Üçüncü tür Sámi eğitimine ise “bütünsel Sámi eğitimi” denilmektedir. Bunun nedeni Sámi dillerinin ve kültürünün, Sámi temelli olmayan ve esas olarak bulunduğu ülkedeki zorunlu eğitimin bir parçası olarak görülmesidir. Bu model, İsveç’te uygulanmakta, Sámi topluluklarının olduğu diğer devletlerde uygulanmamaktadır. Birçok öğrenci için bütünleşik Sámi eğitimi, ilköğretime anadili dışında bir dilde başlayıp 7. sınıftan 9. sınıfa kadar eğitime Sámi okullarında devam etmek demektir. Ancak yine de bu öğrencilerin eğitimlerinin büyük bir kısmı İsveççe verilmektedir. Ayrıca Sámi okul yönetimi bütün öğrencilere maddi destek sağlamadığı için her öğrenci bütünleşik Sámi eğitimine katılmak istese de bundan faydalanamayabilmektedir.

İsveç’teki bu üç tür Sámi eğitim programından gerçekte Sámi öğrencilerin sadece %20 kadarı faydalanabilmektedir. Ne yazık ki Sámi eğitimi ile ilgili düzenlemeler 1970’li yıllardan beri pek değişmemiş ve öğrenci oranlarında da önemli bir fark olmamıştır. Ancak yine de Sámi dilinde yapılan eğitime talep 1990’lardan itibaren artış göstermiştir. Bu artışta etnik olarak Sámi olmasına rağmen İsveççe konuşan öğrencilere verilen dili canlandırma eğitimi teşvik edici olmuştur.

Norveç

Norveç’in Sámi dilinde eğitim konusunda en demokratik yaklaşıma sahip olduğunu söylemek yanlış olmaz. Ancak bu duruma gelinceye kadar ağır baskıcı tarihi dönemlerden geçilmiştir. 19. yüzyılın ortalarında asimilasyonu hedefleyen bir eğitim politikası güden Norveç, bu tutumunu yüz yıl kadar sürdürmüştür. Sámi dilinin konuşulması ve Sámi dilinde şarkı söylemek yıllarca yasaklanmış ve Sámi çocuklar okullarda çeşitli ayrımcılıklara maruz kalmıştır.

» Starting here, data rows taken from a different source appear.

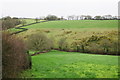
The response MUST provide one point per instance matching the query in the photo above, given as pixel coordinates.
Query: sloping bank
(24, 29)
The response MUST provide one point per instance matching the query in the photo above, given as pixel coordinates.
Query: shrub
(14, 58)
(39, 42)
(9, 22)
(63, 45)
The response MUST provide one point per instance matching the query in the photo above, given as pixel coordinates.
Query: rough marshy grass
(58, 64)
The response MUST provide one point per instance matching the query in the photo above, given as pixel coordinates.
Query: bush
(39, 42)
(14, 58)
(9, 22)
(63, 45)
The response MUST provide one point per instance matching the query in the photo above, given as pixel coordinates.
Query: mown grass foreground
(58, 64)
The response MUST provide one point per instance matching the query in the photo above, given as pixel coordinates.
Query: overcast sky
(37, 8)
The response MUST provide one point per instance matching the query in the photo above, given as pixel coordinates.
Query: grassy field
(77, 24)
(58, 64)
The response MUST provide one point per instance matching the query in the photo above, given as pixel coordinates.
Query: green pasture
(58, 64)
(77, 24)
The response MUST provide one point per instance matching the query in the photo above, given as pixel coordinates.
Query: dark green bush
(63, 45)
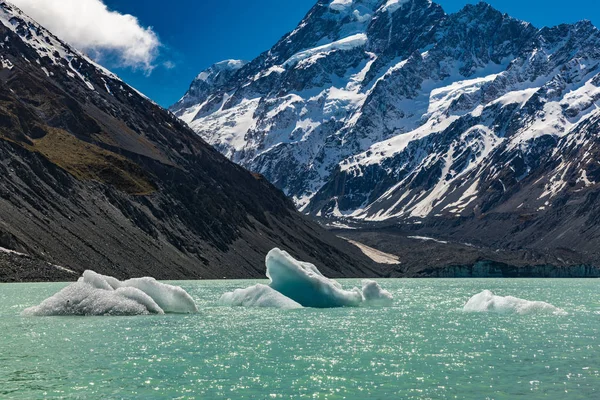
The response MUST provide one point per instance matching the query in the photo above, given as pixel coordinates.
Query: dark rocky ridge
(96, 176)
(434, 258)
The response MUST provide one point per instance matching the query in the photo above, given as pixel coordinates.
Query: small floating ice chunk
(374, 295)
(486, 301)
(258, 296)
(303, 283)
(95, 294)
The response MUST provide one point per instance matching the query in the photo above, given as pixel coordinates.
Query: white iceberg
(374, 295)
(95, 294)
(304, 283)
(486, 301)
(258, 296)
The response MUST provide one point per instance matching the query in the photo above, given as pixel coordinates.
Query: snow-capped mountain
(379, 110)
(94, 175)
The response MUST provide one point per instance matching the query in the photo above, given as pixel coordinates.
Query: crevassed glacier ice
(376, 296)
(304, 283)
(95, 294)
(258, 296)
(487, 301)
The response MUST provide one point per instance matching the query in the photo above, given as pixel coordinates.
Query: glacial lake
(423, 347)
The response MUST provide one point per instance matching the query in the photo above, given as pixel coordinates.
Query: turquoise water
(423, 347)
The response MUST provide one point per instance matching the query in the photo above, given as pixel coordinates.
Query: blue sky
(197, 33)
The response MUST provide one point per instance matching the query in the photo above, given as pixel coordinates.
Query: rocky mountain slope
(473, 127)
(96, 176)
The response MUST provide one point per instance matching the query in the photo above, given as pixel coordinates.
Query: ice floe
(303, 284)
(95, 294)
(487, 301)
(258, 296)
(374, 295)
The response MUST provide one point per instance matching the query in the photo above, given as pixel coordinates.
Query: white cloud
(90, 26)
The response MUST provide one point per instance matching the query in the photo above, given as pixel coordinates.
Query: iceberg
(258, 296)
(374, 295)
(304, 283)
(95, 294)
(487, 301)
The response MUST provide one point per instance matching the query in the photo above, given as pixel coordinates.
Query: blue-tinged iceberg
(304, 283)
(95, 294)
(487, 301)
(258, 296)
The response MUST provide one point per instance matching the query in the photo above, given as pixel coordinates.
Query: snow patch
(348, 43)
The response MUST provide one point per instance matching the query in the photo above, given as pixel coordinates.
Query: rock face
(95, 175)
(474, 127)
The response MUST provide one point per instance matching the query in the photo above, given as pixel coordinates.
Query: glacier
(487, 301)
(258, 296)
(94, 295)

Ne var ki, özellikle 1970’li ve 80’li yıllarda Sámi bölgesindeki Alta Nehri üzerine kurulmak istenen hidro-elektrik santraline karşı örgütlü protesto eylemleri Sámiler için yeni bir dönemin başlangıcı oldu. Zira bu eylemler sayesinde Sámiler hem nehrin üzerine kurulmaya çalışılan barajı engelleyebildi, hem de Norveç’teki öteki muhalif hareketlerle dayanışma örgütleyerek Sámi dilinde eğitim konusunda önemli kazanımlar elde edebildi. 1950’lerde başlayan Sámi muhalefeti bu olaylardan sağladığı güçle ve bugüne kadar devam eden uzlaşmalarla çeşitli politik, kültürel ve idari kazanımlar elde etti. Bunlardan en önemlileri, Sámi Üniversitesi, Sámi Araştırma Enstitüsü, Sámi Meclisleri ve Sámi Parlamenter Konseyi gibi kurumların kurulması ve bu kurumların Sámilerin yararına çalışması oldu.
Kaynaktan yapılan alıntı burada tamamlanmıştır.